Justice Thomas dissents after SCOTUS rules against hearing female West Point cadet’s rape case

A former female West Point cadet who claimed she was raped while enrolled at the prestigious academy hit a roadblock in her pursuit of legal action due to a U.S. Supreme Court ruling on Monday.

As the Washington Times reported, on Monday the high court rejected her case, which was an appeal after lower courts tossed her original lawsuit in which she claimed that West Point didn’t adequately protect its cadets from sexual assault incidents. Justice Clarence Thomas dissented, arguing that the previous ruling that prohibits military members from seeking legal recourse is outdated and has resulted in numerous injustices over the years. 

According to NBC News, the former cadet, who was identified as “Jane Doe” in court documents, originally alleged that she was raped during her second year at the academy in 2010 while on a walk with a fellow male cadet.

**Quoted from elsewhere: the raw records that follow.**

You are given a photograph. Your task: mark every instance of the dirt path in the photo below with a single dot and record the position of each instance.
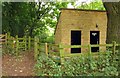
(23, 66)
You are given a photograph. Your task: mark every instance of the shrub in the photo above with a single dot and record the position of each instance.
(104, 65)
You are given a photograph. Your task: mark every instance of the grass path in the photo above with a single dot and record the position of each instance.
(23, 66)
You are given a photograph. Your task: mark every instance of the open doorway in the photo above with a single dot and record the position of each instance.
(94, 39)
(75, 40)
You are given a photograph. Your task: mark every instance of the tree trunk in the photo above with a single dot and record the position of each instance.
(113, 25)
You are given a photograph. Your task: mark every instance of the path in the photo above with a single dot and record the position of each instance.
(23, 66)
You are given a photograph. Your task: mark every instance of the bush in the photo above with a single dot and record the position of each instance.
(104, 65)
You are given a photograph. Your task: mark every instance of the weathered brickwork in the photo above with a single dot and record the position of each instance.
(83, 20)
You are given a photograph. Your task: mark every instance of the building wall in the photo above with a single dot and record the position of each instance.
(81, 20)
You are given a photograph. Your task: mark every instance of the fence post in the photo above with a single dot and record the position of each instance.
(90, 56)
(46, 49)
(61, 53)
(25, 43)
(114, 47)
(36, 40)
(89, 48)
(17, 45)
(29, 43)
(6, 38)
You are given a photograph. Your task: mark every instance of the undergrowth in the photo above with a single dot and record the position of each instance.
(103, 65)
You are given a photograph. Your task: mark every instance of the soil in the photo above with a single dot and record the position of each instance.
(23, 65)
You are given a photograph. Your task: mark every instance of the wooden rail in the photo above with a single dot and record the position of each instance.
(17, 43)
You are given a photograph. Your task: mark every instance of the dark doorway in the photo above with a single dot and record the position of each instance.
(94, 39)
(75, 40)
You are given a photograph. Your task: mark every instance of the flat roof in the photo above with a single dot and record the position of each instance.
(82, 9)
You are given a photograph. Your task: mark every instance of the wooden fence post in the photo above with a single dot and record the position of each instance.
(29, 43)
(6, 38)
(89, 48)
(114, 47)
(46, 49)
(25, 43)
(17, 45)
(90, 56)
(36, 52)
(61, 53)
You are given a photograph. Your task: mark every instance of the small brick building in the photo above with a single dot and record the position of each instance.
(81, 27)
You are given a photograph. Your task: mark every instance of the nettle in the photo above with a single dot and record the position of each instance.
(103, 65)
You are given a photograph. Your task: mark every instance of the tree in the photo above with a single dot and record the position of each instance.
(113, 25)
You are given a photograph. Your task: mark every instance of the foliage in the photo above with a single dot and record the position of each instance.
(94, 5)
(104, 65)
(8, 49)
(30, 18)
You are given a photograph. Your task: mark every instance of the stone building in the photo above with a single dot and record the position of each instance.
(81, 27)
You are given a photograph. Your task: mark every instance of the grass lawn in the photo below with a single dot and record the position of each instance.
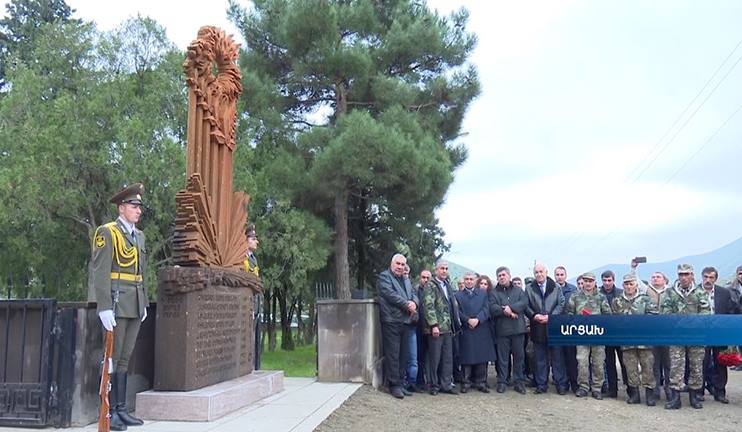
(301, 362)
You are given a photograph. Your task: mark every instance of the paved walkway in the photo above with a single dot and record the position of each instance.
(301, 407)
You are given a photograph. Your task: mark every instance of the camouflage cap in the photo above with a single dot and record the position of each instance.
(129, 195)
(588, 275)
(628, 277)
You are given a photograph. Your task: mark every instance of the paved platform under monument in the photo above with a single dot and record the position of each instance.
(301, 406)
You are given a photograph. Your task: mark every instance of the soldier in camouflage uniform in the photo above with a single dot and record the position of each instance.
(685, 298)
(589, 301)
(633, 303)
(441, 323)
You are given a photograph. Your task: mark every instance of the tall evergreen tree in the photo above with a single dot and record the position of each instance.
(360, 102)
(22, 25)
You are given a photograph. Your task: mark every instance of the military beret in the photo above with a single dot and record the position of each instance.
(588, 275)
(129, 195)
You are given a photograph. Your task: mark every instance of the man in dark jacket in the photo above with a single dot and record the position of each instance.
(398, 311)
(475, 340)
(610, 386)
(545, 299)
(507, 305)
(722, 302)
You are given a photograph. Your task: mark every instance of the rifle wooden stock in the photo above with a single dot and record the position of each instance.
(104, 418)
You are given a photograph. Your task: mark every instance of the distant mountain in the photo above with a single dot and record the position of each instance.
(725, 259)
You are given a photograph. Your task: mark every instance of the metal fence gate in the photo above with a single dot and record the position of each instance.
(26, 361)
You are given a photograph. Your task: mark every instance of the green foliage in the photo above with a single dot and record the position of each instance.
(78, 123)
(361, 99)
(21, 26)
(299, 362)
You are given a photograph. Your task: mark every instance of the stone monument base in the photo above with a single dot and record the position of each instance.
(209, 403)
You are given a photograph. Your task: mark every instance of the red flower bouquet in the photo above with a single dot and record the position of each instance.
(729, 357)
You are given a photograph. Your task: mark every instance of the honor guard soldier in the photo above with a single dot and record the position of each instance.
(117, 274)
(251, 266)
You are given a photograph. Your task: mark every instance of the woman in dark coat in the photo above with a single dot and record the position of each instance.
(475, 340)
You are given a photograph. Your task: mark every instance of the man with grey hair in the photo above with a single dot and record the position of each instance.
(507, 306)
(545, 299)
(398, 304)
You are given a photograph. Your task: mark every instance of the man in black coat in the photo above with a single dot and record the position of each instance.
(398, 304)
(721, 300)
(507, 305)
(545, 299)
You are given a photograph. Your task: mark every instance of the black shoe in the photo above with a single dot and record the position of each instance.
(451, 390)
(121, 408)
(694, 398)
(634, 397)
(651, 396)
(113, 400)
(673, 402)
(397, 392)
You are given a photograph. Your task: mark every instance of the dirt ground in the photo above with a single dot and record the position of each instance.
(371, 410)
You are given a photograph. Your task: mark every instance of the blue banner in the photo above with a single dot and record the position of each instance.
(704, 330)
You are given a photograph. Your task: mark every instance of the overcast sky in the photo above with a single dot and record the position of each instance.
(605, 129)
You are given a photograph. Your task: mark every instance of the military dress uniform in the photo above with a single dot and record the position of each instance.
(118, 267)
(251, 266)
(635, 357)
(693, 300)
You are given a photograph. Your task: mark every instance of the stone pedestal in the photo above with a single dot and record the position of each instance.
(349, 341)
(205, 332)
(209, 403)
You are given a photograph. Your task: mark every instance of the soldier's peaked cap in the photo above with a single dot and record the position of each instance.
(129, 195)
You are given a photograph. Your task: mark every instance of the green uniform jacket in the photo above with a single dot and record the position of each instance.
(640, 304)
(696, 301)
(436, 309)
(581, 303)
(119, 263)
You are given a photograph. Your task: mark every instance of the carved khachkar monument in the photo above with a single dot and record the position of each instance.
(210, 219)
(205, 302)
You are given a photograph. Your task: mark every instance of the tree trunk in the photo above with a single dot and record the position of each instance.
(310, 328)
(342, 269)
(299, 322)
(272, 326)
(287, 341)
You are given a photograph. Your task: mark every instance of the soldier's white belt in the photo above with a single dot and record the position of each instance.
(126, 276)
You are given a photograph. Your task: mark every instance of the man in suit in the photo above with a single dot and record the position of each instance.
(545, 299)
(398, 311)
(118, 266)
(251, 266)
(721, 301)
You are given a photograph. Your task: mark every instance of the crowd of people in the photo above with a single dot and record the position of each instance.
(441, 337)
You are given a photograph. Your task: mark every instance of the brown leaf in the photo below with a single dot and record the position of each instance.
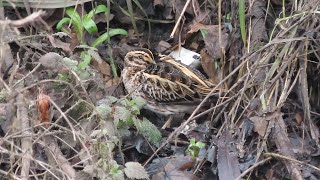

After filing suit against two West Point administrators, a lower court tossed her case, citing a 1950 SCOTUS ruling, known as Feres v United States, which ruled that U.S. military members can’t file a lawsuit “incident to” their military service.

Justice Thomas took issue with the rejection of hearing her case, adding that the 1950 ruling was wrongly decided, given that federal law only rules out suing over injury claims that resulted from wartime “combat activities.” Obviously, her alleged rape incident took place during her military service, but not during a combat activity.

Thomas pointed to a clear example of why he believes the ruling needs to be updated, writing that if “two Pentagon employees, one civilian and one a service member, are hit by a bus in the Pentagon parking lot and sue, it may be that only the civilian would have a chance to litigate his claims on the merits.”

The original 1950 ruling has been criticized by members of the high court of both political stripes, including criticism from the late Justice Ruth Bader Ginsburg and the late Justice Antonin Scalia.

In the case of Jane Doe’s incident, a group of law professors strongly urged the high court to hear the case, citing the fact that she wasn’t engaged in combat nor was she even under contract for military service, adding that her only connection to the military at that point was her enrollment at West Point.

“Yet under Feres, that alone was enough to make her rape incident to military service,” the professors argued.